Abstract

U–Pb ages of titanite and rutile were obtained from the central Western Gneiss Region, Norway, to assess the style and timing of exhumation and cooling of the Western Gneiss UHP terrane. Approximately half of the titanite ages are concordant, the majority of which yield a limited age range from 393 to 390 Ma. The other titanite data are discordant, and define discordia arrays with upper intercept ages of either ∼ 938 Ma or ∼ 1.6 Ga, and a lower intercept of ∼ 389 Ma. Concordant rutile analyses range from 385 to 392 Ma. Both titanite and rutile ages young WNW toward the core of the orogen and are ∼ 4 Ma older than 40Ar/ 39Ar muscovite ages, corresponding to a cooling rate of ∼ 90 °C/Ma. A well-defined boundary between concordant and discordant titanite ages, in combination with the WNW-increasing P– T gradient and the similarity between muscovite cooling ages in the east and eclogite ages in the west, suggests that the WGR remained coherent throughout its exhumation history, and was progressively unroofed from east to west. A 390.2 ± 0.8 Ma titanite in the Sørøyane UHP domain indicates that exhumation occurred at a vertical rate of ∼ 7 mm/yr for ∼ 12 Ma.

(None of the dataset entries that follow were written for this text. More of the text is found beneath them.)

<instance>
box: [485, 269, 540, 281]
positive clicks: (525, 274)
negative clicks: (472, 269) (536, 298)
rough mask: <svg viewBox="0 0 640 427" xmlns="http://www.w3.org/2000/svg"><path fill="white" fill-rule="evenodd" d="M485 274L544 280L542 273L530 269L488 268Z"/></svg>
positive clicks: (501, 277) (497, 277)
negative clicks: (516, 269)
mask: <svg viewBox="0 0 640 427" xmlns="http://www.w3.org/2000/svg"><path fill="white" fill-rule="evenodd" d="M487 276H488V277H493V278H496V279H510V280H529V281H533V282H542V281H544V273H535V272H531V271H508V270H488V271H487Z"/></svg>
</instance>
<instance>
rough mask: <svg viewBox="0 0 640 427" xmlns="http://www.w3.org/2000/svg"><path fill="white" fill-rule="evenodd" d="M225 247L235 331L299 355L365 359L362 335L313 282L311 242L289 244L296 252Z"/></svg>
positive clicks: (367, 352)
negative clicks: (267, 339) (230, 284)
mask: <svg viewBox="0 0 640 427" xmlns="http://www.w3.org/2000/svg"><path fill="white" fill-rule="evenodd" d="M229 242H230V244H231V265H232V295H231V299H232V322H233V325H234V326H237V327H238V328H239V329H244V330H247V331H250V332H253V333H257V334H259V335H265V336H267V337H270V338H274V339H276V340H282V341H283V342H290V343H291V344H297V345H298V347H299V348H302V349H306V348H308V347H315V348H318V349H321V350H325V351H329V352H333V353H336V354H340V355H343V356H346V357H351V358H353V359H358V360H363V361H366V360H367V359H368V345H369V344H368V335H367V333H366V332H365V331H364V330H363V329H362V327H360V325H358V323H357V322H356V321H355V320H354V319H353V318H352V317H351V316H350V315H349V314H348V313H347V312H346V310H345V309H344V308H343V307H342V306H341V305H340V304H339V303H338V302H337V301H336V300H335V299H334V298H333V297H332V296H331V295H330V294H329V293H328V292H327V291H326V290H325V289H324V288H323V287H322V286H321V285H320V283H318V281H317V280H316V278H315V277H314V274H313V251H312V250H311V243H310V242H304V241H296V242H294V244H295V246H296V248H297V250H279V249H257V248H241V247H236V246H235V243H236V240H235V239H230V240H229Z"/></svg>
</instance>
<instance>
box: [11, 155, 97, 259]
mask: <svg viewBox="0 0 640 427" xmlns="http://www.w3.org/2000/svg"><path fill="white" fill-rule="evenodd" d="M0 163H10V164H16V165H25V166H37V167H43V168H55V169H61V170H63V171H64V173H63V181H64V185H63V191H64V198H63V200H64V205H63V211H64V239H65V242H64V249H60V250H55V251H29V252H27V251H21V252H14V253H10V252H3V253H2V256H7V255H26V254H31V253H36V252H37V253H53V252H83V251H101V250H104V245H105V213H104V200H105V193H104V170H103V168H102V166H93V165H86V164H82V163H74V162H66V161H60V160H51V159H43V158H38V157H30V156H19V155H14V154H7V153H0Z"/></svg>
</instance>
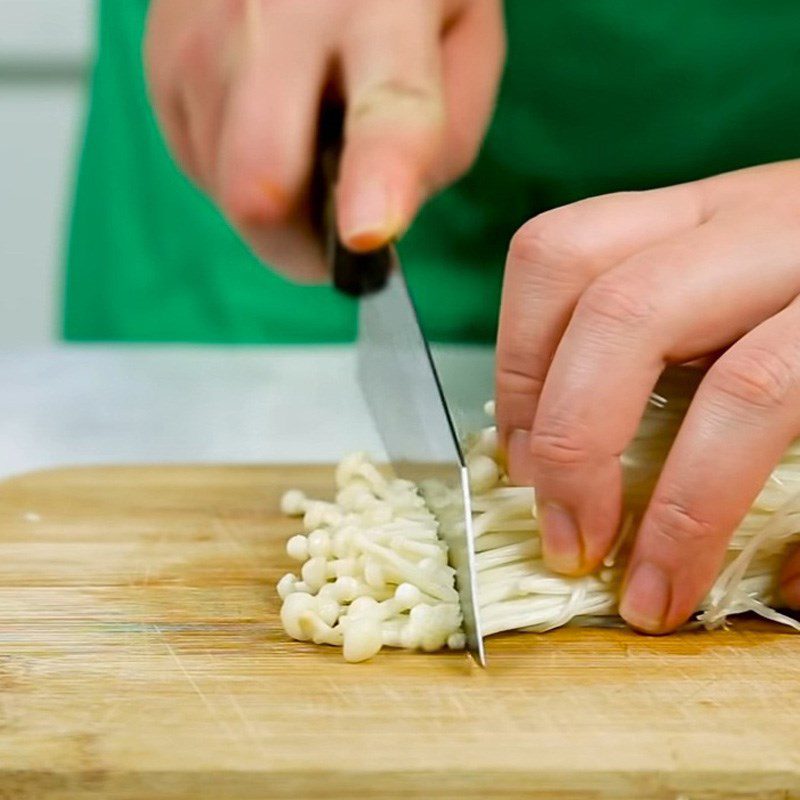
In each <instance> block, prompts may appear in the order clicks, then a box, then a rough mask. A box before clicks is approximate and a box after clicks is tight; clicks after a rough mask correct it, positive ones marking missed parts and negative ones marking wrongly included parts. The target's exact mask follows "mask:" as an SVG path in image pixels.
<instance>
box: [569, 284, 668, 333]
mask: <svg viewBox="0 0 800 800" xmlns="http://www.w3.org/2000/svg"><path fill="white" fill-rule="evenodd" d="M577 313H578V314H581V315H584V316H586V317H588V318H589V320H590V321H591V322H592V323H594V324H595V325H597V324H604V325H606V326H611V327H612V328H620V327H621V328H625V329H629V328H641V327H645V326H647V325H649V324H650V323H651V322H652V320H653V317H654V316H655V314H656V306H655V303H654V301H653V297H652V293H651V292H650V291H649V290H648V289H647V287H644V286H642V285H641V282H640V281H637V280H631V279H630V276H626V278H625V280H623V279H622V278H620V277H618V276H616V275H614V274H613V273H607V274H606V275H603V276H601V277H600V278H598V279H597V280H596V281H595V282H594V283H593V284H592V285H591V286H590V287H589V288H588V289H587V290H586V291H585V292H584V294H583V296H582V297H581V299H580V300H579V302H578V308H577Z"/></svg>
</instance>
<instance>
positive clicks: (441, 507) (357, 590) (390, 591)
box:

These rates are slower than estimates from smaller UHP terranes, but similar to other large UHP terranes, suggesting that there may be fundamental differences in the mechanisms controlling the evolution of large UHP terranes that undergo protracted subduction and exhumation, and smaller UHP terranes that undergo rapid subduction and exhumation.